'Intelligent discontent is the mainspring of civilization.' -- Eugene V. Debs

Friday, February 11, 2011

Egypt Erupts: Update [Mubarak Falls] 

UPDATE 2: Mubarak steps down, hands power to the military supreme council. Great joy in the streets. It will, of course, remain to be seen the extent to which this is a significant democratic development, but for now, it seems, the best thing to do is to proffer congratulations for the perseverance of the Egyptian people and to recommend that they do not forget the power they have in their hands.

UPDATE 1: Al Jazeera is reporting that they can confirm that Mubarak has left Cairo and arrived in Sharm el-Sheikh. If that is true (based on earlier articles that I can't locate now locating his Sharm el-Sheikh compound at a golf resort), than he is here.

INITIAL POST: Massive crowds in Tahrir Sq., perhaps the largest so far. The state television and radio building has been surrounded by thousands and state television admitted on air that they are unable to move staff or guests in or out of the building.
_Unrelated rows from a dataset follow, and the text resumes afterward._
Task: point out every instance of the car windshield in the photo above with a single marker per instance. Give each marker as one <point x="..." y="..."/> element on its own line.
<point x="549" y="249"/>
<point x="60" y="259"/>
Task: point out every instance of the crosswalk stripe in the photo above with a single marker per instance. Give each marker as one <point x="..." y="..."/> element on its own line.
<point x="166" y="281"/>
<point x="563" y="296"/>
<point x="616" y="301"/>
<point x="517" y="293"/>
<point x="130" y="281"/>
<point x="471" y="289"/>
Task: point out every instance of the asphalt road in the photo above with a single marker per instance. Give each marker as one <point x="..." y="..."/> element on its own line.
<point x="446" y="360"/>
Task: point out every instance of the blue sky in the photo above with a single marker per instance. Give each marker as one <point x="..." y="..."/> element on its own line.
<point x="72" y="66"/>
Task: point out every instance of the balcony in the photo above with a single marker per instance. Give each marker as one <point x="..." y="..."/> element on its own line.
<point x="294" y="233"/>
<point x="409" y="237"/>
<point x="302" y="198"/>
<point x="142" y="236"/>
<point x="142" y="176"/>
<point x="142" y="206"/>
Growing crowds at the presidential palace, with the military apparently moving to accommodate the growing crowds by moving checkpoints to wider and wider areas. Al Jazeera reports that an army major has joined protests in Tahrir and has said that 15 other middle-ranking officers have also gone over and that the "armed forces solidarity movement with the people has begun."

Huge crowds also in Alexandria, they have set off on a march to another presidential palace, the last palace occupied King Farouk before he was ousted in the Free Officers' Coup of 1952 that brought Nasser to power.

Indications of large crowds in many other cities throughout Egypt, as one might expect, but not much first-hand reporting. Al Jazeera's live blog says "thousands" in Mahala, Tanta, Ismailia, and Suez.

The key to this, it appears to me, is whether the lower-ranking officers and rank-and-file of the military can either be split from, or convinced to impose their will on, the top ranks that are fully invested in the regime. Unfortunately, this suggests that the role of the military in Egyptian in political life will, whatever the outcome, remain central, but I don't really see any other way that the protesters can achieve their base demands.